1.The switch does a bit more per iteration because of bounds checking.

Now let's consider proper implementation of thread-code interpreter.
where *code pointer points to an array of addresses. We've been
through this
before and it turns out switch is slower because of an extra load.

a) Switch does 1 load for opcode, 1 load for the jump table, 1
indirect jump to
advance
(not even counting bounds checking of the switch)

b) Threaded-code via (say) computed goto does 1 load of opcode and 1
indirect
jump, because opcode is an address already (so there is no separate
jump table).

True, but I'd like to find a way that this can be done as an optimization.

I found a way but that relies on tail-call optimization, otherwise it would overflow stack. I would rather find some way that works without -O flag.

In fact it brings another unrelated problem with Phobos: any template-heavy libraries have amazingly awful speeds w/o inlining & optimization enabled _by the client_. It should be the same with C++ though.

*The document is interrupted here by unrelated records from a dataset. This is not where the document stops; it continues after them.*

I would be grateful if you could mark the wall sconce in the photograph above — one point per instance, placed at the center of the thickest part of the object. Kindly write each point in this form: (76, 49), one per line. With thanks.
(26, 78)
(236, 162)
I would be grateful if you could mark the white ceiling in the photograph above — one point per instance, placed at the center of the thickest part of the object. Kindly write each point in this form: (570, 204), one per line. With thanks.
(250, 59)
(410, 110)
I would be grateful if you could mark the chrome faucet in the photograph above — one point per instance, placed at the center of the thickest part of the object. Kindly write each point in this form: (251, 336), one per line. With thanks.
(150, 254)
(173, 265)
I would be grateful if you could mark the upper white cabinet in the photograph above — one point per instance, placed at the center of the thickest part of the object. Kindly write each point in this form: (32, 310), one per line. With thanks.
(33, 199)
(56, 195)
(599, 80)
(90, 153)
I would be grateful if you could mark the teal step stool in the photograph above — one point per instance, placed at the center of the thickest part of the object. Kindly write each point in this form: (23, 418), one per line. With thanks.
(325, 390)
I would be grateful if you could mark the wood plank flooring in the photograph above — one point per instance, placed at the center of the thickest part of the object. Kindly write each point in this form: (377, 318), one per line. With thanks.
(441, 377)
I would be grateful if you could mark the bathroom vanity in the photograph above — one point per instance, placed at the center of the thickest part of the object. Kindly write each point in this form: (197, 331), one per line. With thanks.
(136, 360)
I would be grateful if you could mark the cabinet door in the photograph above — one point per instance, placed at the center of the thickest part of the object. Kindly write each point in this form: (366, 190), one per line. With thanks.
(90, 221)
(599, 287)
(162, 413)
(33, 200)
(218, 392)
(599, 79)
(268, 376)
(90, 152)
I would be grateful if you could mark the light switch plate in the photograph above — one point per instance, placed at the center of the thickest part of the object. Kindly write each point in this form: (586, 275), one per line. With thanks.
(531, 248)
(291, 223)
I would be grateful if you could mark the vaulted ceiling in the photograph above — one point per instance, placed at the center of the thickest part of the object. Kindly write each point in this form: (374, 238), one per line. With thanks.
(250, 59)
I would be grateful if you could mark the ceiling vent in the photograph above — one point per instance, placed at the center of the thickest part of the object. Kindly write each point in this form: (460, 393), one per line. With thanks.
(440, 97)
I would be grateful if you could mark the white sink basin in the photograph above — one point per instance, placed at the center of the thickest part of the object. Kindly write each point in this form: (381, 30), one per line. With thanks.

I'm certain that forced tail call would work just fine instead of
computed goto
for this scenario. In fact I've measured this with LDC and the results
are
promising but only work with -O2/-O3 (where tail call is optimized).
I'd gladly
dig them up if you are interested.

I'm pretty reluctant to add language features that can be done as
optimizations.

The point is - software that only works in release build is kind of hard to develop, even more so with libraries. Thus I'm in opposition to labeling such things as optimization when they, in fact, change semantics.